‘Jupiter’ is the fifth planet from the Sun and is also the largest planet in the ‘Solar System’. This gigantic planet is at a distance of 484 million miles (778 million kilometers) from the Sun and is the second largest object in the Solar System after Sun.

‘Jupiter’ is called a Gas Giant because it is so large and is made mostly of gases which are mainly Hydrogen, Helium, Methane and Ammonia. Jupiter is made of many of the same materials as stars, in fact if it had been 80 times more massive than what it is, it might have become a star instead of a planet.

Earth’s size comparison with Jupiter

‘Jupiter’ is so massive that it would take more than 300 Earths to equal Jupiter’s mass, it is twice as massive as all of the other planets in the Solar System put together and has a diameter of more than 88000 miles or 142000 kilometers. Jupiter is so large that if it were a big jar, more than 1300 Earths could fit inside of it. This planet has been observed for thousands of years and was known to the ancient Romans who named it after Jupiter the king of the Gods.

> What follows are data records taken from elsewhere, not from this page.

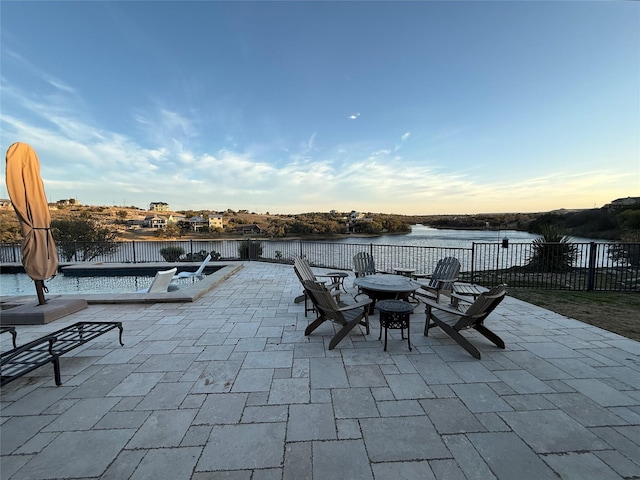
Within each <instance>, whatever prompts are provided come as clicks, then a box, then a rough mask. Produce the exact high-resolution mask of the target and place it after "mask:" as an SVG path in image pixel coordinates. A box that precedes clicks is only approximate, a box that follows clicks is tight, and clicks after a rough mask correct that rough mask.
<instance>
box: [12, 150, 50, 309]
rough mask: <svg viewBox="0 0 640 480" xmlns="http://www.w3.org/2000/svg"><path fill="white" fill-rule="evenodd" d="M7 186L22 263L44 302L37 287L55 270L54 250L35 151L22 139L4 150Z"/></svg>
mask: <svg viewBox="0 0 640 480" xmlns="http://www.w3.org/2000/svg"><path fill="white" fill-rule="evenodd" d="M7 189H8V191H9V196H10V197H11V203H12V204H13V209H14V210H15V212H16V215H17V216H18V220H20V226H21V227H22V236H23V241H22V264H23V265H24V269H25V272H27V275H29V277H31V278H32V279H33V280H34V281H35V282H36V291H37V293H38V299H39V300H40V303H44V296H43V295H42V296H41V294H42V291H41V290H40V288H42V289H44V283H43V280H46V279H48V278H51V277H54V276H55V275H56V273H57V272H58V252H57V250H56V245H55V242H54V241H53V236H52V235H51V228H50V227H51V215H50V214H49V205H48V203H47V197H46V196H45V193H44V185H43V183H42V179H41V178H40V162H39V161H38V155H36V152H35V151H34V150H33V148H31V147H30V146H29V145H27V144H26V143H19V142H18V143H14V144H13V145H11V146H10V147H9V149H8V150H7Z"/></svg>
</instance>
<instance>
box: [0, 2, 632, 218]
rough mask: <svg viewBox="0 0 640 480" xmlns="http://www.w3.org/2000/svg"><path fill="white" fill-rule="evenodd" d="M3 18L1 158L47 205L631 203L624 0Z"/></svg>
mask: <svg viewBox="0 0 640 480" xmlns="http://www.w3.org/2000/svg"><path fill="white" fill-rule="evenodd" d="M0 18H1V25H0V26H1V52H0V53H1V58H0V60H1V65H0V66H1V70H0V77H1V84H0V121H1V124H0V130H1V133H0V146H1V147H2V149H3V151H4V152H6V150H7V148H8V147H9V146H10V145H11V144H12V143H14V142H16V141H20V142H25V143H28V144H30V145H31V146H32V147H33V148H34V149H35V150H36V152H37V153H38V156H39V158H40V163H41V169H42V177H43V181H44V184H45V190H46V193H47V197H48V199H49V201H56V200H59V199H66V198H76V199H77V200H78V201H79V202H81V203H83V204H91V205H135V206H138V207H142V208H146V207H148V205H149V203H150V202H155V201H164V202H167V203H169V205H170V207H171V208H172V209H175V210H183V209H194V210H199V209H211V210H226V209H227V208H231V209H234V210H238V209H248V210H250V211H255V212H260V213H264V212H270V213H302V212H311V211H329V210H332V209H335V210H340V211H351V210H357V211H362V212H383V213H403V214H454V213H488V212H540V211H548V210H553V209H556V208H593V207H601V206H602V205H604V204H606V203H608V202H610V201H611V200H613V199H615V198H620V197H627V196H639V195H640V28H639V27H638V26H639V24H640V2H617V1H611V2H609V1H602V2H586V1H584V2H583V1H566V2H538V1H514V2H498V1H494V2H484V1H471V2H428V1H425V2H420V1H415V2H383V1H376V2H366V1H355V2H339V1H336V2H298V1H295V2H294V1H290V2H242V1H240V2H215V1H192V2H189V1H185V2H178V1H175V2H171V1H157V2H154V1H138V2H125V1H119V2H102V1H85V2H57V1H46V2H33V1H20V2H18V1H6V0H3V1H2V2H1V4H0ZM2 164H3V171H2V175H3V176H4V162H2ZM2 187H3V188H1V189H0V196H2V197H4V198H7V197H8V194H7V190H6V186H4V185H3V186H2Z"/></svg>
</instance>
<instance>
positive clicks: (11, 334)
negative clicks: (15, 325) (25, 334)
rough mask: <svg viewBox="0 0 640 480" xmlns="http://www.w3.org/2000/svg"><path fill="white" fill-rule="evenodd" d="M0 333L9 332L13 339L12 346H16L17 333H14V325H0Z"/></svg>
mask: <svg viewBox="0 0 640 480" xmlns="http://www.w3.org/2000/svg"><path fill="white" fill-rule="evenodd" d="M1 333H10V334H11V340H13V348H17V347H18V345H17V344H16V337H17V335H18V334H17V333H16V327H5V326H2V327H0V334H1Z"/></svg>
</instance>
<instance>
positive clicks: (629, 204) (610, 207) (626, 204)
mask: <svg viewBox="0 0 640 480" xmlns="http://www.w3.org/2000/svg"><path fill="white" fill-rule="evenodd" d="M638 204H640V197H627V198H618V199H616V200H614V201H613V202H611V203H610V204H609V205H605V207H606V208H613V209H618V208H624V207H630V206H632V205H638Z"/></svg>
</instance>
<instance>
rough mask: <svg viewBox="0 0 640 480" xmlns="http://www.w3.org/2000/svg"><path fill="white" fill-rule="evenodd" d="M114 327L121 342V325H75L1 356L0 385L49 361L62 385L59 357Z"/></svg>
mask: <svg viewBox="0 0 640 480" xmlns="http://www.w3.org/2000/svg"><path fill="white" fill-rule="evenodd" d="M115 328H117V329H118V330H119V331H120V332H119V338H118V340H119V342H120V345H124V344H123V343H122V322H78V323H74V324H73V325H70V326H68V327H65V328H63V329H60V330H58V331H57V332H53V333H50V334H48V335H45V336H44V337H41V338H39V339H37V340H34V341H32V342H29V343H27V344H26V345H22V346H20V347H18V348H14V349H12V350H9V351H8V352H3V353H2V354H0V377H1V383H0V385H5V384H7V383H9V382H11V381H13V380H15V379H16V378H19V377H21V376H22V375H24V374H25V373H29V372H31V371H32V370H35V369H36V368H39V367H41V366H43V365H45V364H47V363H49V362H52V363H53V370H54V375H55V381H56V385H61V383H62V382H61V380H60V363H59V357H60V356H61V355H64V354H65V353H67V352H69V351H71V350H73V349H74V348H77V347H79V346H80V345H83V344H85V343H87V342H89V341H91V340H93V339H94V338H96V337H99V336H100V335H102V334H104V333H106V332H108V331H110V330H113V329H115Z"/></svg>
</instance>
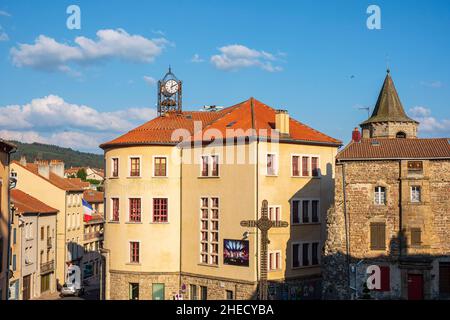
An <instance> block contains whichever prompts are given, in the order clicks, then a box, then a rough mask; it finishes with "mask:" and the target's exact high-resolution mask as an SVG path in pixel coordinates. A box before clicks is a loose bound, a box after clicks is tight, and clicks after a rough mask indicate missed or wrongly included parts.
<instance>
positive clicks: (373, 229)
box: [370, 223, 386, 250]
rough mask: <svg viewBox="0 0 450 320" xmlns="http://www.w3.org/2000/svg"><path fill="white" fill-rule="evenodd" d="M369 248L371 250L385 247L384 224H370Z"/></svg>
mask: <svg viewBox="0 0 450 320" xmlns="http://www.w3.org/2000/svg"><path fill="white" fill-rule="evenodd" d="M370 248H371V249H372V250H385V249H386V224H384V223H371V224H370Z"/></svg>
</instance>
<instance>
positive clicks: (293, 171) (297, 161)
mask: <svg viewBox="0 0 450 320" xmlns="http://www.w3.org/2000/svg"><path fill="white" fill-rule="evenodd" d="M299 158H300V157H299V156H292V175H293V176H294V177H298V176H300V168H299V164H300V163H299Z"/></svg>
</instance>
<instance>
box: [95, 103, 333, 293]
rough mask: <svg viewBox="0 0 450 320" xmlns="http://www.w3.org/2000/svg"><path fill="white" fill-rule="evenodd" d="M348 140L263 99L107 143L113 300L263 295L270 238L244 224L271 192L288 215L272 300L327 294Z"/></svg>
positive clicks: (281, 234) (271, 236) (272, 250)
mask: <svg viewBox="0 0 450 320" xmlns="http://www.w3.org/2000/svg"><path fill="white" fill-rule="evenodd" d="M252 119H253V120H252ZM197 125H200V128H199V129H195V128H194V127H195V126H197ZM227 129H233V133H230V132H228V133H229V134H230V135H228V136H226V137H225V135H226V134H227V132H226V131H227ZM177 130H178V131H177ZM174 132H175V133H174ZM183 133H184V134H185V138H186V139H185V140H184V142H183V143H182V144H178V142H179V139H178V138H179V136H177V135H179V134H181V135H182V134H183ZM220 133H222V134H223V135H222V137H225V138H224V139H221V141H220V142H221V144H219V145H217V144H216V143H213V141H211V139H210V138H211V137H210V136H209V135H210V134H213V135H214V136H215V137H218V135H219V134H220ZM274 137H276V138H274ZM215 140H216V142H219V141H218V139H217V138H216V139H215ZM339 145H340V141H338V140H335V139H333V138H331V137H328V136H326V135H324V134H322V133H320V132H318V131H315V130H313V129H311V128H309V127H307V126H306V125H304V124H302V123H300V122H298V121H296V120H293V119H290V118H289V114H288V113H287V112H285V111H284V112H276V111H275V110H274V109H272V108H270V107H269V106H267V105H265V104H263V103H261V102H259V101H258V100H256V99H253V98H251V99H249V100H247V101H244V102H242V103H240V104H237V105H235V106H232V107H229V108H225V109H223V110H218V111H209V112H181V113H166V114H162V115H161V116H159V117H157V118H155V119H153V120H151V121H149V122H148V123H146V124H144V125H143V126H141V127H139V128H137V129H135V130H132V131H130V132H129V133H127V134H125V135H123V136H121V137H119V138H117V139H115V140H113V141H111V142H108V143H105V144H103V145H102V146H101V147H102V148H103V149H104V150H105V164H106V171H105V220H106V223H105V241H104V252H105V258H106V269H107V270H106V299H174V298H176V297H177V295H182V297H183V298H184V299H194V300H196V299H254V298H255V297H256V295H257V290H258V288H257V284H258V280H259V277H260V252H259V243H260V233H259V232H258V231H257V230H256V229H249V228H244V227H241V226H240V222H241V221H242V220H255V219H258V218H259V217H260V207H261V203H262V200H264V199H266V200H268V202H269V211H270V217H271V219H272V220H284V221H287V222H289V227H288V228H284V229H281V228H280V229H273V230H272V231H270V233H269V239H270V245H269V252H268V256H269V260H270V262H269V268H270V270H269V272H268V278H269V281H270V286H269V291H270V296H271V298H273V299H297V298H308V297H309V298H317V297H318V296H319V295H320V294H321V291H320V275H321V263H320V252H321V248H322V245H323V240H324V230H325V228H324V223H323V222H324V220H325V216H326V210H327V209H328V208H329V207H330V206H331V201H332V200H333V194H332V192H333V175H334V173H333V168H334V157H335V155H336V153H337V148H338V146H339ZM305 288H306V289H305Z"/></svg>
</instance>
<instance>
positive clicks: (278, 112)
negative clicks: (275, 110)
mask: <svg viewBox="0 0 450 320" xmlns="http://www.w3.org/2000/svg"><path fill="white" fill-rule="evenodd" d="M275 129H276V130H278V132H280V135H282V136H288V135H289V113H288V112H287V110H276V111H275Z"/></svg>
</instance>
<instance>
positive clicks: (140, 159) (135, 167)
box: [130, 157, 141, 177]
mask: <svg viewBox="0 0 450 320" xmlns="http://www.w3.org/2000/svg"><path fill="white" fill-rule="evenodd" d="M140 175H141V159H140V158H138V157H132V158H130V177H139V176H140Z"/></svg>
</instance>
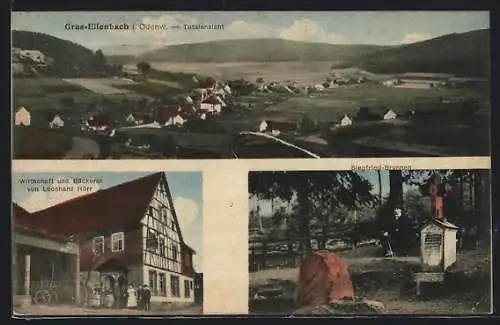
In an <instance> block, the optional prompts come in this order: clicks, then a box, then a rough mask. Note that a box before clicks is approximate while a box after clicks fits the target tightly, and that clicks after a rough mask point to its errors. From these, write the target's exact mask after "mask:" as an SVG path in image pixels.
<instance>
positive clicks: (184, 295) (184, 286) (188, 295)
mask: <svg viewBox="0 0 500 325" xmlns="http://www.w3.org/2000/svg"><path fill="white" fill-rule="evenodd" d="M189 282H190V281H189V280H184V298H190V297H191V285H190V284H189Z"/></svg>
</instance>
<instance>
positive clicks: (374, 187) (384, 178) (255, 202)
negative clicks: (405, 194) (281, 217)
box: [249, 170, 412, 216]
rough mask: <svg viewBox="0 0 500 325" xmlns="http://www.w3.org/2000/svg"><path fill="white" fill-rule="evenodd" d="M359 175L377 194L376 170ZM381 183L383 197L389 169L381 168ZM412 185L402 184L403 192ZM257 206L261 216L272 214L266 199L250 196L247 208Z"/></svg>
mask: <svg viewBox="0 0 500 325" xmlns="http://www.w3.org/2000/svg"><path fill="white" fill-rule="evenodd" d="M356 173H357V174H358V175H360V176H361V177H363V178H365V179H366V180H368V181H369V182H370V183H371V184H372V190H371V193H372V194H374V195H376V196H378V189H379V182H378V174H377V171H376V170H368V171H357V172H356ZM380 176H381V181H382V182H381V183H382V196H383V197H385V196H387V195H388V194H389V190H390V186H389V171H388V170H381V171H380ZM410 187H412V186H409V185H407V184H403V192H406V191H408V189H409V188H410ZM274 204H275V205H274V207H275V208H276V206H279V205H280V203H278V202H274ZM257 206H259V207H260V213H261V214H262V215H263V216H270V215H272V209H273V205H272V204H271V202H270V201H266V200H257V199H256V198H255V197H250V201H249V208H250V210H252V209H255V208H256V207H257Z"/></svg>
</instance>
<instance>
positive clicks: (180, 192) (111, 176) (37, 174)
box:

‘Jupiter’ is the third brightest object in the night sky dimmer only than the moon and Venus. ‘Jupiter’ is so far from the Sun that it takes almost 12 Earth years to orbit around the Sun. Although Jupiter’s orbit is much longer than the Earth’s it’s day is much shorter, the Earth rotates once every 24 hours whereas Jupiter takes just 9 hours to rotate about it’s axis which is faster than any other planet in the Solar System. Spinning so quickly causes strong weather patterns in the clouds surrounding the planet and this makes Jupiter the stormiest planet in the Solar System.

The Great Red Spot

There is a huge whirlpool of storms on Jupiter which is known as The Great Red Spot which has been running from centuries. The Great Red Spot was first observed more than 350 years ago by Robert Hooke and it can be seen using a telescope.

Earth’s size comparison with Great Red Spot

The Great Red Spot is huge, in fact it is larger than the Earth, however recent observations have shown that the Great Red Spot is shrinking and is currently at the smallest size it has ever been observed. Temperatures in Jupiter’s clouds are far below freezing which are negative 234 degrees fahrenheit or negative 145 degrees celsius, but near the center it is much hotter. Core temperatures on Jupiter may reach 43000 degrees fahrenheit or 24000 degrees celsius which is hotter than the surface of the Sun.

Four largest moons of Jupiter

Jupiter has at least 67 moons out of which 55 are very small, only few miles or kilometers wide, the four largest moons of Jupiter are Io, Europa, Ganymede and Callisto and are large enough to be seen from the Earth using telescope. These four moons were discovered by the Italian astronomer Galileo Galilei about 400 years ago. Ganymede is not only the largest moon of Jupiter but is the largest moon in the entire Solar System as well, in fact Ganymede is even larger than the planet Mercury. Jupiter has a system of thin rings around it, although these rings are much smaller than the rings of Saturn, these rings are made mostly of tiny dust particles and they are so thin and so hard to see that no one knew they were there until NASA’s Voyager-1 probe approached Jupiter in 1979. Total of 8 spacecrafts have either passed or visited Jupiter since 1973, on August 5th 2011 NASA launched a 9th spacecraft called Juno to further study the planet and this spacecraft is currently orbiting the giant planet sending valuable information back to Earth.